The Bureau of Cannabis Control and the California Department of Public Health have their own CEQA requirements too when it comes to annual license applications.

The problem with CEQA is the time and money it takes to successfully complete a review while also avoiding legal challenges from the public. The basic CEQA trajectory is:

  1. The government’s determination if the proposed activity is a “project” subject to CEQA.
  2. If subject to CEQA, then the government determines if the project is exempt in accordance with legal exemptions codified at law.
  3. However, if the project is subject to CEQA and not exempt, then the government determines, through an “Initial Study” if the proposed project has the potential to have a significant effect on the environment.
  4. The Initial Study is used to decide whether to prepare an (a) Environmental Impact Report (“EIR”), which contains in-depth studies of potential impacts, measures to reduce or avoid those impacts, and an analysis of alternatives to the project, or (b) a Negative Declaration (notably, too, a key feature of CEQA process is the opportunity for the public to review and provide input on both Negative Declarations and EIRs).
  5. The government can issue a Negative Declaration if it finds the proposed project has no potential for significant environmental impacts. If the Initial Study identifies potentially significant effects resulting from the project, but the project is altered or the applicant agrees to conditions which will mitigate the identified significant impacts, then the government may issue a Mitigated Negative Declaration.
  6. Nonetheless, if the Initial Study finds substantial evidence that the project will have a significant effect on the environment, then an EIR must be prepared.

As you can imagine, the government agency review timeline for CEQA projects is relatively unpredictable but certainly lengthy depending on the details of the project. Still, for private projects, an agency has 30 days to review an application and to let the applicant know if additional information is required, which can be extended by an additional 15 days with the applicant’s consent. A Negative Declaration for “certain private projects” should be completed within 180 days from the date the application was deemed complete per the CEQA Guidelines, and EIRs should be completed by one year. Time limits may be extended for a variety of certain circumstances outlined in the law. Regarding the Initial Study, the actual processing review time frame may span several weeks or even months. In reality, about 12 to 18 weeks is typical to just get to a Negative Declaration. And a standard EIR determination can easily take up to a year or more to complete.

What’s been happening to a lot of licensees is that they try to avail themselves of certain CEQA exemptions by submitting to the state cannabis agencies CEQA documents from their cities or counties in which their “cannabis projects” are situated where those documents provide Negative Declarations regarding the local governments’ cannabis ordinances. This though does not absolve licensees of having to comply with CEQA as their individual “projects” have to receive Negative Declarations or EIRs.
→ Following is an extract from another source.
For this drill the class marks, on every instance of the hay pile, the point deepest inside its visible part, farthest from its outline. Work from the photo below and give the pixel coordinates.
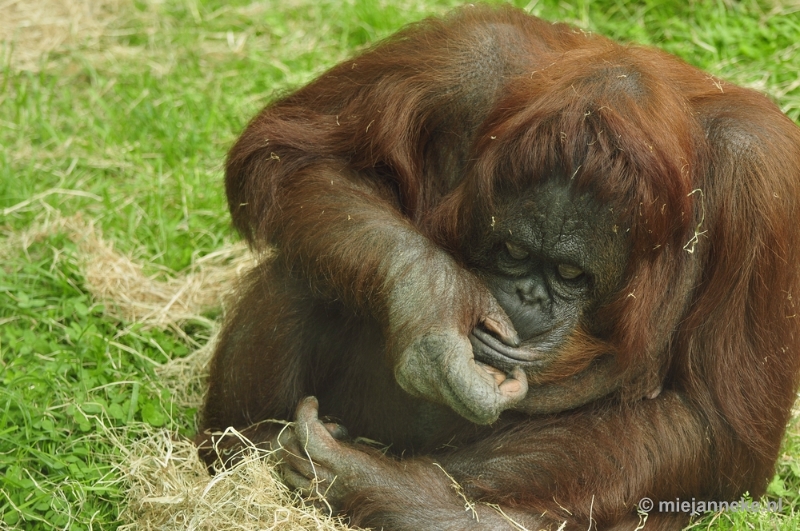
(168, 487)
(32, 29)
In attempt to remedy California’s licensing woes, on June 14, the Assembly passed a plan to deploy $100 million to California’s cannabis industry. These funds are supposed to assist local governments regarding licensee CEQA compliance to ensure more annual licensing. While it’s great to see the state support this still emerging industry, I question whether this financial infusion will do much to ease the pain of dealing with CEQA, since potential licensees must still undergo these potentially draining, lengthy, and wildly expensive environmental reviews. Moreover, it’s highly unlikely that cannabis businesses will receive some special carve out from CEQA compliance when it comes to the laws and statutes in play.

Bottom line: So much of the problematic California cannabis regime is directly attributable to CEQA compliance requirements. Cities and counties will now be better equipped and staffed to deal with CEQA compliance and cannabis businesses with this million dollar boost, but it won’t be enough. Licensees will still need to help themselves by coming up to speed on the complexities and nuances of CEQA compliance if they have any hope of securing annual licenses in California.